Wolf stava guardando i notiziari in un bed & breakfast da quattro soldi che aveva pagato in contanti. Era teso e in ansia da ore ormai e si tuffò dall’altra parte della stanza quando il suo cellulare usa e getta emise un trillo, poco dopo mezzanotte. Aprì il messaggio proveniente da un numero sconosciuto e si abbandonò sul letto sollevato quando lesse:
Sono ancora qui!

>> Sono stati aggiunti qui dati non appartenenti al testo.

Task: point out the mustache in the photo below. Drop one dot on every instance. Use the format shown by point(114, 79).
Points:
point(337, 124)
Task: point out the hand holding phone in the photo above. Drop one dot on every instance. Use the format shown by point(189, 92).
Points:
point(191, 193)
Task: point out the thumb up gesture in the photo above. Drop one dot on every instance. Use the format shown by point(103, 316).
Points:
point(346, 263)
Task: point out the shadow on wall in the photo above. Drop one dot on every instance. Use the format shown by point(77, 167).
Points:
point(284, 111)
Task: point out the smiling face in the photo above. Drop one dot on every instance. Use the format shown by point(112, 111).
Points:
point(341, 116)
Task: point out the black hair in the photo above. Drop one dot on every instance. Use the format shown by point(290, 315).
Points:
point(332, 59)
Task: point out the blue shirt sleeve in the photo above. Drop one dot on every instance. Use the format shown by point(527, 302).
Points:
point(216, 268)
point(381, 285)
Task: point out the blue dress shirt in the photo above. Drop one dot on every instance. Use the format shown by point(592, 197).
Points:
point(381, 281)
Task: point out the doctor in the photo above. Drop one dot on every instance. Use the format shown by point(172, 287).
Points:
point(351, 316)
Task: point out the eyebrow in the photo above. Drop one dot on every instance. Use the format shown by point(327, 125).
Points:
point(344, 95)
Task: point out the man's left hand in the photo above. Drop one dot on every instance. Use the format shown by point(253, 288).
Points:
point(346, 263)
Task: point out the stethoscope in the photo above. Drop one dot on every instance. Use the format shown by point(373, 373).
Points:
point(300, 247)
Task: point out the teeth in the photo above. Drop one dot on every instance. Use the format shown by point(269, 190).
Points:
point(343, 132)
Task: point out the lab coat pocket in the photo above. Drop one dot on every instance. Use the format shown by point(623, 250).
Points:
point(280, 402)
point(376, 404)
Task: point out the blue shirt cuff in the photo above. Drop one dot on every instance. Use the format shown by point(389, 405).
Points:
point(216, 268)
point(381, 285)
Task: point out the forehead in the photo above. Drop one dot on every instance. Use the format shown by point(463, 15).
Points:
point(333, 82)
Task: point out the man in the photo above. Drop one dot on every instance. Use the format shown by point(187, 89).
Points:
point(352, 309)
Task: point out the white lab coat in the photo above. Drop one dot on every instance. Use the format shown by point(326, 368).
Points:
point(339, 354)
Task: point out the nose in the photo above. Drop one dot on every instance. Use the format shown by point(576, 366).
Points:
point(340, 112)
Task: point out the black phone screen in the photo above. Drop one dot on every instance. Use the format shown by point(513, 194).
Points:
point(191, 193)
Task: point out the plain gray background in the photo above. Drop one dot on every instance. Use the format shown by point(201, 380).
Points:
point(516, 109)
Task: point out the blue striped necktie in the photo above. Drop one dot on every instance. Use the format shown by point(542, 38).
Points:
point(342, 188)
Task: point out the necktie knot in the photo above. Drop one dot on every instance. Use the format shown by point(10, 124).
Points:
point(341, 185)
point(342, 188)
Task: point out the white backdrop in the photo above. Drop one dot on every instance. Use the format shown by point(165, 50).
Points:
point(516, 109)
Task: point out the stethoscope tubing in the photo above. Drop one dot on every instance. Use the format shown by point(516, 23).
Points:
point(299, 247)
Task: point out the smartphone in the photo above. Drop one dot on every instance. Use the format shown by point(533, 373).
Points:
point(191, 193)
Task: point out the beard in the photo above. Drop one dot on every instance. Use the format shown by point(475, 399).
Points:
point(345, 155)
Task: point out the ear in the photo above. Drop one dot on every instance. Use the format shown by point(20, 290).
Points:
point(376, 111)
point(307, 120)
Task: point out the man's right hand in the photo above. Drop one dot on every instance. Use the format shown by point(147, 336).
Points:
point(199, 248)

L x
Ashley era salva.
Rimosse la sim dal telefono e la spezzò a metà, poi rotolò all’altro lato del letto e spense il televisore, fermandosi solo un istante quando si rese conto che l’emittente televisiva di Andrea aveva resettato il conto alla rovescia della morte. Vide tre minuti della sua vita sparire come se fossero secondi prima di premere il pulsante di spegnimento.